To his enormous credit, Charley Gordon, my first city editor, spiked that story.
We are going to leave this woman alone, he ruled. I know for a fact that that decision eventually helped cost him his job.
Anyway, Margaret — I really should call her Mrs. Trudeau — did stay friendly with news photographers. They were a tight, closed bunch, and their contempt for wannabees was legendary, but they let her in.
Lynn Ball, an old Citizen colleague, remembers knocking on the door of 24 Sussex in 1974 with Fred Chartrand of Canadian Press, after Trudeau won a majority. (Anybody could knock on that door back then).
The staff opened the door, and the pair waited for Canada's first couple to return, and then they all spent awhile on the back porch talking about the victory, and then the PM said it was time to leave.
"Margaret tugged on his arm, and smiled, and told him sort of seductively: 'We have things to do, Pierre,'" remembers Ball.
Reflexively, Ball lifted his Hasselblad and his bare-bulb flash and hit the button. The picture made the cover of Time magazine.
Rod MacIvor of the UPI met her in 1975. He was in the line at a press reception, and she asked him for photo lessons.
A few weeks later, his pager rang, and it was her, and she wanted a lesson, and she wanted it immediately.
"The butler showed me to an upstairs room, and I didn't know it then, but she'd decided to make it her private room, and she'd locked it to the world. She didn't even want the staff there; a friend of hers brought her a picnic lunch while we talked."
Her business
MacIvor showed her how to use a news camera — she knew nothing — and lent her his spare, a Nikkormat SLR. Then his pager went off again.
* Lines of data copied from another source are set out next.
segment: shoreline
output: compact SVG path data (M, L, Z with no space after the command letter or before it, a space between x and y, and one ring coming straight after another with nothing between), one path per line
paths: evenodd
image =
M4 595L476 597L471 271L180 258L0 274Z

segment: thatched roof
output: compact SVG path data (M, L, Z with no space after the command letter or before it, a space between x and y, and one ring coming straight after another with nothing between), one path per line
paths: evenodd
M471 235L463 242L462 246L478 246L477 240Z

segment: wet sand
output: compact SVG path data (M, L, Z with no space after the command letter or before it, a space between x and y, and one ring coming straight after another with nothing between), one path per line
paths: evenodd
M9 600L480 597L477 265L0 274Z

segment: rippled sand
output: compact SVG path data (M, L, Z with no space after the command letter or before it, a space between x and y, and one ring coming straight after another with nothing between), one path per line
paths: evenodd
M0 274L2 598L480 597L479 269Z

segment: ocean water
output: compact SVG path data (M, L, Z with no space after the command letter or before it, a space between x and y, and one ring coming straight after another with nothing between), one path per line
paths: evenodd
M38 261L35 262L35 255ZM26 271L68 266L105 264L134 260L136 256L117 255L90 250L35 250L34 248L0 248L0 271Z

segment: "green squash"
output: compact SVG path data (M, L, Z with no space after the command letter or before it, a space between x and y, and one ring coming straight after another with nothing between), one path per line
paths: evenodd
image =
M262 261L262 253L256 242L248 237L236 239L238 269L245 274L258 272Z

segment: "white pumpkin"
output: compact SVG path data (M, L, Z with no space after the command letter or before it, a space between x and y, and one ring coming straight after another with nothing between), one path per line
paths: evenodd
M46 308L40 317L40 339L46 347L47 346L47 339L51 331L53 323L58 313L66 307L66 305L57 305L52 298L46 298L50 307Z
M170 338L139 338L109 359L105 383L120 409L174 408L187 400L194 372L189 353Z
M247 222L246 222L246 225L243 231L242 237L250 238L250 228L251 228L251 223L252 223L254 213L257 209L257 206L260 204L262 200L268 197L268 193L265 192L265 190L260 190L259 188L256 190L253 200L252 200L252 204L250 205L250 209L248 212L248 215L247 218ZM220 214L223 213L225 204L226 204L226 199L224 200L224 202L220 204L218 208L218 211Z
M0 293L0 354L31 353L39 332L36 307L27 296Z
Get over to Rideau Hall, he was told. The governor-general, Jules Leger, was appearing before cameras to show he'd recovered from a stroke.
"She said she wanted to come with me and try out what she'd learned," MacIvor says. "Which was against all protocol, but what was I supposed to say, no?"
MacIvor went downstairs to wait (Pierre Trudeau asked him to sit in the kitchen).
Then, having changed into work boots and a bandana, she showed up with his camera slung around her neck, and as she followed him across the street to Rideau Hall, he snapped a picture that went into his private collection.
Turned out she was a pretty good photographer herself.
"She took very romantic images," says MacIvor. "She'd write something, like a poem, then throw the pen down on it, or a rose, and take a picture of it. She had a feeling for a picture."
A few months later, MacIvor got a phone message: "I won't be able to make it to our lesson, Rod. They're locking me up."
"I called her and said 'Margaret, don't do this to me. I work for a news agency. Are they locking you up against your will?' She said no, I have to do this. The doctors agree."
Margaret Trudeau was being treated for mental illness. It would have been huge news, but MacIvor kept it to himself. Her business, he figured.
'Half-crazy'
Of course, Margaret Trudeau has since talked publicly about her bipolar disorder, and the way she lived her life back in those days.
On CBC's As It Happens the other night, she laughed that glassy laugh of hers, and said she can get away with anything, because "I'm half-crazy, or half-demented."
It was self-effacing, and it was utterly charming. Except our new prime minister lived all this, and must have obsessed over it. I know I would have.
He grew up watching his mother patronized, and chased, and mocked. Even in the past few years, garbage-mouth media types on the political right have scolded her self-righteously.
Justin Trudeau seems to carry no grudge, though. He actually defended a reporter against hecklers in the campaign's final days.
But MacIvor, who went on to document Pierre and Maggie and their kids to an extent few other Canadian journalists could even dream of, says the pain lingers.
"I asked him to come to one of my exhibits [of Trudeau pictures] after his father died," he says. "And he said 'I just can't, man. Maybe someday, but not now.'
"I wish he could have, but I understand. I mean, that was his family album up on the wall."